Singapore Exchange Regulation called for the resignation of two top executives of a Singapore Exchange–listed company, and imposed a ban on the individuals barring them from holding executive posts for three years. This is the latest in a series of Singapore Exchange Regulation compliance orders issued in 2018 that signal a stricter approach to the enforcement of rules governing Singapore-listed companies, which carries significant implications for how listed companies and their top executives should consider handling corporate governance issues going forward.
In the case above, the company at issue had announced several unauthorised loans taken out by the company’s subsidiaries in another country, as well as the provision of unauthorised corporate guarantees, and there had been litigation in another country over these loans. The company’s executives guaranteed the loans on behalf of the company’s subsidiaries without reporting the loans or the subsequent litigation to the company’s board of directors. Singapore Exchange Regulation (SGX RegCo), the body responsible for regulating companies listed on the Singapore Exchange,determined that the company had breached Rule 210(5) of the SGX-ST Mainboard Listing Rules (Listing Rules), which requires directors and executive officers to have the appropriate experience and expertise to manage a company’s business, and issued a notice to the company to comply with its order to remove the executives from office.
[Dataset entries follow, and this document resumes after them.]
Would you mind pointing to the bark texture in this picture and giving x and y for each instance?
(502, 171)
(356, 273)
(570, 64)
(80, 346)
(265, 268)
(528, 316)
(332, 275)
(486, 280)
Failure to comply with SGX RegCo’s order can attract further sanctions ranging from suspension from trading to delisting. The rule considered by SGX RegCo to have been infringed takes into account executive officers’ “character and integrity” in determining their suitability for managerial roles. By reaching a determination on the executives’ integrity at an early stage of the investigation, SGX RegCo has signalled that it is adopting a strict approach to enforcing the Listing Rules pertaining to directors.
Increasing Surveillance of Listed Company Corporate Governance
SGX RegCo has significantly ratcheted up its compliance orders for listed companies in 2018 in a range of areas under its purview, including audit, conflicts of interest, and restructuring supervision.
In one case, SGX RegCo exercised its power to ensure a “fair, orderly and transparent” market under Listing Rule 1405(1)(b) by issuing a notice requiring a company to conduct an independent audit of its financial results. Separately, SGX RegCo issued a notice requiring the release of an interim version of a previous independent audit of the company, after SGX RegCo determined that the company had restricted access to the auditors.
In another case illustrating the scope and flexibility of SGX RegCo’s powers of review and enforcement over companies’ corporate governance appointments, SGX RegCo found that an acquisition by a listed company, where one of the directors and shareholders had a prior relationship with the vendor, necessitated the appointment of independent reviewers to examine the acquiror’s internal controls and corporate governance practices. SGX RegCo subsequently issued an additional compliance order to the company requiring it to discharge the independent professionals appointed for the review given a prior undisclosed relationship with the company’s chairman.
Considerations for SGX-Listed Companies
In the cases discussed above, SGX RegCo has exhibited a pattern of broadly interpreting its discretionary power under the rules to carry out regulatory actions—and to take preemptive action if necessary. This is in keeping with what SGX RegCo CEO Tan Boon Gin described in late 2017 as the regulatory body’s “preemptive approach”. As part of this approach, any breaches in corporate governance rules are likely to be dealt with strictly in order to reduce the likelihood of corporate malfeasance. A recalibrated disclosure regime also is being considered, under which additional disclosures may be required for significant transactions, “interested person transactions”, and secondary fundraisings.
In such an environment, companies will need to consider carefully their compliance with the Listing Rules and the Code of Corporate Governance. SGX RegCo’s approach suggests that companies will need to more fully comply with the spirit—not just the plain letter—of these rules in the future. Understanding these developments, deploying investigators and lawyers to assess potential issues, and engaging early with SGX RegCo when issues arise are likely to be key components of proactive compliance going forward.